Ben Swann popped up in my recommended videos this week.
I realized I hadn't seen anything from Ben in a while. Figured it had something to do with pizza.
After watching his cogent video, "Three Constitutional Reasons Why Kavanaugh Should Not Be On Supreme Court," I realized Ben had simply lost the plot.
Far be it from me to denigrate the Constitution, but we are passed the point where politics is really about the Constitution.
Individualism, the rule of law, privacy and rights. These once great principles were reflections of the stability, security, and consensus in governance we once had.
History knows no stability. In our time, as political insecurity raises its head, individualism and reliance on law recede. Beyond symbolic value as a rallying point for the Right, the Constitution is now just a political football for whatever clique rules the court.

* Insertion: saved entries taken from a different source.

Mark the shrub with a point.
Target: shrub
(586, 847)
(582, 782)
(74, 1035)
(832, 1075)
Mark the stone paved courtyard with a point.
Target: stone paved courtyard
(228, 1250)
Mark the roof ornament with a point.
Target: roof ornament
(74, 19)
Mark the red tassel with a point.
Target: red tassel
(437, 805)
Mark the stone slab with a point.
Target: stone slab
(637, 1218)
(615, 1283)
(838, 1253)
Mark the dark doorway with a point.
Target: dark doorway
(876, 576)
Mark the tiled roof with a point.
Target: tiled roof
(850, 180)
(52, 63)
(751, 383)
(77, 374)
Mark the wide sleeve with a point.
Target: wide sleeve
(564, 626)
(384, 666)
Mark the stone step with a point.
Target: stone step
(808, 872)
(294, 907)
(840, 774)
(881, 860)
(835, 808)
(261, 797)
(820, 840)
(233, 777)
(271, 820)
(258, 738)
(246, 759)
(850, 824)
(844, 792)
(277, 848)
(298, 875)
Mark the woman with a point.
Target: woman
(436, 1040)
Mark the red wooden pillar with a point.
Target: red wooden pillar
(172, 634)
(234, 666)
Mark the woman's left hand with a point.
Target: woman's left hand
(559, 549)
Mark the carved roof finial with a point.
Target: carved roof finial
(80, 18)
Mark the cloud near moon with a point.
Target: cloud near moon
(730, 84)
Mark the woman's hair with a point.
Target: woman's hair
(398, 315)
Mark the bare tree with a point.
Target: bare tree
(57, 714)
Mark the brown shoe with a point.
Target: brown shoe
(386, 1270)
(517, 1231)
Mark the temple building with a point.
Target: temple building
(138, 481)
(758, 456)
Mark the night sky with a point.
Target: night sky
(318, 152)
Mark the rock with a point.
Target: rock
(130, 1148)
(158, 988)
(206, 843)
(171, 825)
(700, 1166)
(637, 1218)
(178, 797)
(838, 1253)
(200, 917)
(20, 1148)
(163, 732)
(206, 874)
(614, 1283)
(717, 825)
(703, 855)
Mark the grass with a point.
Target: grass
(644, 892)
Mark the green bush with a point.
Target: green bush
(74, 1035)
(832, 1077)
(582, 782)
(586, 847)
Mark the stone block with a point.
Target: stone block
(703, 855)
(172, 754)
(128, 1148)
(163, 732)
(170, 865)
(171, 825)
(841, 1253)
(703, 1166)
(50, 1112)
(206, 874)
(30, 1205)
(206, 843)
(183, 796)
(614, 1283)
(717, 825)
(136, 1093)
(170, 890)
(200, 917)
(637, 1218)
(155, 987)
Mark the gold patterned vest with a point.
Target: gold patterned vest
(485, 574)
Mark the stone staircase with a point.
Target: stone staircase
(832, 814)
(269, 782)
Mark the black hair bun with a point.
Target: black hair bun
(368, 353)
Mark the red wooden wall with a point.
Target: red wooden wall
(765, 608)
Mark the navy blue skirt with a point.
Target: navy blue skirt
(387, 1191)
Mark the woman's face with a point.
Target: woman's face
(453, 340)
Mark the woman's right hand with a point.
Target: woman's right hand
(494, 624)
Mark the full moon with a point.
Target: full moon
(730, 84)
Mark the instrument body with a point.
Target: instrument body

When political divides, animated by a strong moral component and rooted in geographical regions, are in play, violence becomes a very real possibility. This is as true today with the coastal elites ranged against the inner provinces, as it was in the run up to the American civil war.
There's a very real possibility, if the Democrats take Congress, that we will see impeachment proceedings on the President. We're in a pitched battle between a tentative house cleaning operation in the person of Trump, and "the Empire strikes back," in the persons of Mueller, Rod Rosenstein and the rest of the corrupt Justice department and FBI brass. And it goes deep into the identity and moral sense of both sides, and to their deep economic interests.
We may well see mobs of protesters and counter-protesters clash in DC, with the local DC political machine dispersing the crowds, or the military stepping in. Perhaps both will enter the fray, beholden to different interests and with opposing sympathies, depending who is president at the time.
In times like these, constitutional issues of executive authority may come before the supreme court. Which side do we want using force to put down the other side? Would you rather have a Kavanaugh or a Kagan?
Swann, among others, just isn't adapting to this new post-libertarian reality.
Our present constitutional republic isn't going to last long. The kind of global capitalism we now have isn't self equilibrating. Bezos and co. are not our friends.
The Supreme court has always been about getting around the constitution as written, to reflect realities of real political and economic power.
The founders made it so that amending the constitution is difficult, near prohibitive when the people are divided. Have we ever been more divided?
That inelasticity led to civil war, once north and south were so divided that no consensus could form. Force majore held the union together then.
Today, consensus is impossible. Our divides are as big as they were in the 1860s. The high court is going to be a political instrument one way or another. Is it better to have a Kavanaugh than a Kagan picking dictators?
This is a time of practical necessity, not of principles. Politics has been characterized both as "war by other means" and as "the art of the possible." Both are true, now more than ever.
So, Ben, stop providing cover for enemies like Bezos, who would gladly use his loot to destroy liberty, without regard for principle. And quit cock blocking Trump on his court appointees, for some principle they supposedly violated!
This is a time for practicality, not for rigid principles to preserve something that no longer exists.